Hidden Treasures: What Museums Can’t or Won’t Show You

Harriet Baskas. Lyons (Globe Pequot, dist.), $19.95 trade paper (208p) ISBN 978-0-7627-8047-1
Though the U.S. has over 15,000 museums, visitors only see an estimated 5–10% percent of their holdings at any given time. The primary reason is lack of space, and the fact that some items are too old or too delicate to display. Radio producer Baskas distills her radio series Hidden Museum Treasures into stories about 50 strange items you’ll never get to see and the surprising reasons why. Some artifacts, like one of Pink Floyd’s giant inflatable pigs housed at Cleveland, Ohio’s Rock and Roll Hall of Fame and Museum are simply too big to display, while others, like Marie Curie’s radium and a Taoist statue made from a highly toxic form of arsenic, are too dangerous.

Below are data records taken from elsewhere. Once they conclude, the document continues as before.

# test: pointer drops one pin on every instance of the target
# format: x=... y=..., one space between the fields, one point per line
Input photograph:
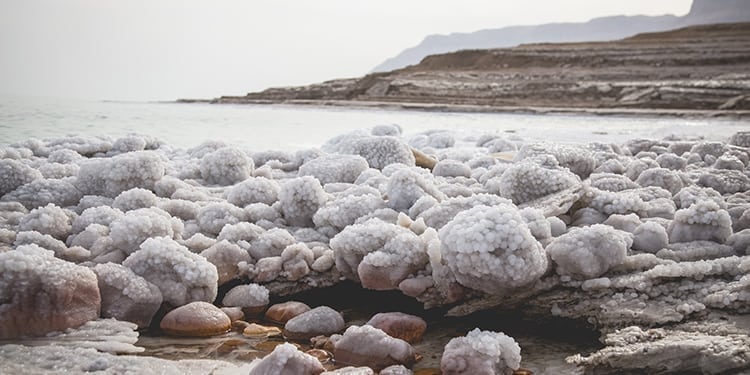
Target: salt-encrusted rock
x=197 y=319
x=180 y=275
x=282 y=312
x=214 y=216
x=42 y=192
x=492 y=250
x=396 y=370
x=661 y=177
x=321 y=320
x=532 y=179
x=134 y=199
x=286 y=359
x=704 y=220
x=254 y=190
x=112 y=176
x=589 y=252
x=706 y=347
x=50 y=219
x=371 y=347
x=406 y=186
x=41 y=293
x=300 y=198
x=402 y=326
x=226 y=256
x=334 y=168
x=226 y=166
x=130 y=230
x=252 y=298
x=378 y=151
x=481 y=353
x=14 y=174
x=394 y=252
x=650 y=236
x=127 y=296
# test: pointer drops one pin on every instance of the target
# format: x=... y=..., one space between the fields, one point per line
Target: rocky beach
x=697 y=70
x=376 y=252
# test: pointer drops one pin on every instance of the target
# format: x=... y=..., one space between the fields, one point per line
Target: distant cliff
x=704 y=68
x=598 y=29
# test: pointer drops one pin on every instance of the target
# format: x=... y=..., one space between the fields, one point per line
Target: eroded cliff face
x=694 y=68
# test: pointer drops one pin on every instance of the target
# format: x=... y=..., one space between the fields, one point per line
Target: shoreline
x=477 y=108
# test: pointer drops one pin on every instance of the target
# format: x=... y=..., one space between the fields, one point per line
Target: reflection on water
x=260 y=127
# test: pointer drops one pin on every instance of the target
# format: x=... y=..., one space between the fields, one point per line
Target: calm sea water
x=262 y=127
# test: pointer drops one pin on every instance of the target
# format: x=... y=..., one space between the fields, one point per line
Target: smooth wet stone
x=281 y=312
x=234 y=313
x=127 y=296
x=321 y=320
x=402 y=326
x=371 y=347
x=40 y=293
x=286 y=359
x=257 y=330
x=199 y=319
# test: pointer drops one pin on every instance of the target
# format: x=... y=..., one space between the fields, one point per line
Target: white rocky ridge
x=645 y=233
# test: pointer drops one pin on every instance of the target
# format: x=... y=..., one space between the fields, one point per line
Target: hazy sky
x=167 y=49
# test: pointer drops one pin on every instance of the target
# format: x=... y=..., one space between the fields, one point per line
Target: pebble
x=198 y=319
x=280 y=313
x=402 y=326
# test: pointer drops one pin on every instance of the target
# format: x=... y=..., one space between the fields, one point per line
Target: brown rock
x=197 y=319
x=280 y=313
x=257 y=330
x=402 y=326
x=234 y=313
x=42 y=294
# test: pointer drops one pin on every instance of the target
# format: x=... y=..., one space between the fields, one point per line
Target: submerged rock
x=321 y=320
x=196 y=319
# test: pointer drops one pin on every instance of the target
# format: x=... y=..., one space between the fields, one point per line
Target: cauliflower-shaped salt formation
x=694 y=194
x=491 y=249
x=439 y=214
x=371 y=347
x=42 y=192
x=286 y=359
x=704 y=220
x=134 y=199
x=406 y=186
x=650 y=236
x=127 y=296
x=532 y=179
x=254 y=190
x=226 y=256
x=41 y=293
x=345 y=210
x=660 y=177
x=358 y=240
x=14 y=174
x=300 y=198
x=112 y=176
x=214 y=216
x=226 y=166
x=589 y=252
x=131 y=229
x=481 y=353
x=181 y=276
x=577 y=159
x=334 y=168
x=379 y=151
x=50 y=219
x=451 y=168
x=725 y=181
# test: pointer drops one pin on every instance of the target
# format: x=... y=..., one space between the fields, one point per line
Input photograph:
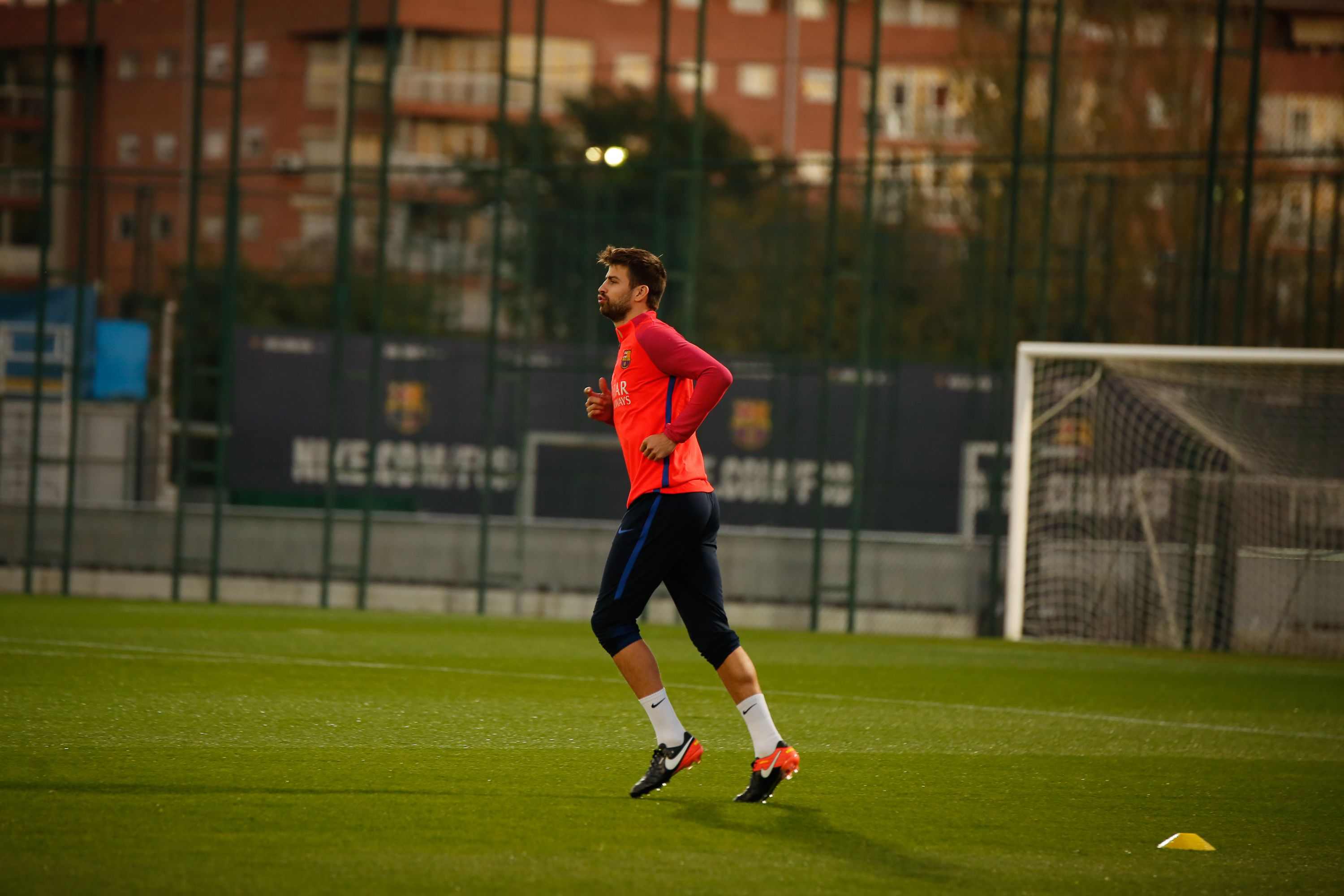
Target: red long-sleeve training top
x=663 y=383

Then there are the oddities: the 612 “time capsules” containing ephemera that Andy Warhol collected and the glass coffin housed at the Corning Museum of Glass in Corning, N.Y. Yes, there are mummified thumbs and anatomical artifacts, but gruesome items are in the minority. Baskas prefers to focus on quirky items with cultural significance (artifacts related to 9/11 at the TSA Museum) or those with a good story behind them (a slice of 150-year-old wedding cake from Tom Thumb’s wedding at the P.T. Barnum Museum in Bridgeport, Conn.). The result makes for entertaining reading that’s surprisingly informative; armchair librarians and archivists will be delighted. Full-color illus. (Oct.)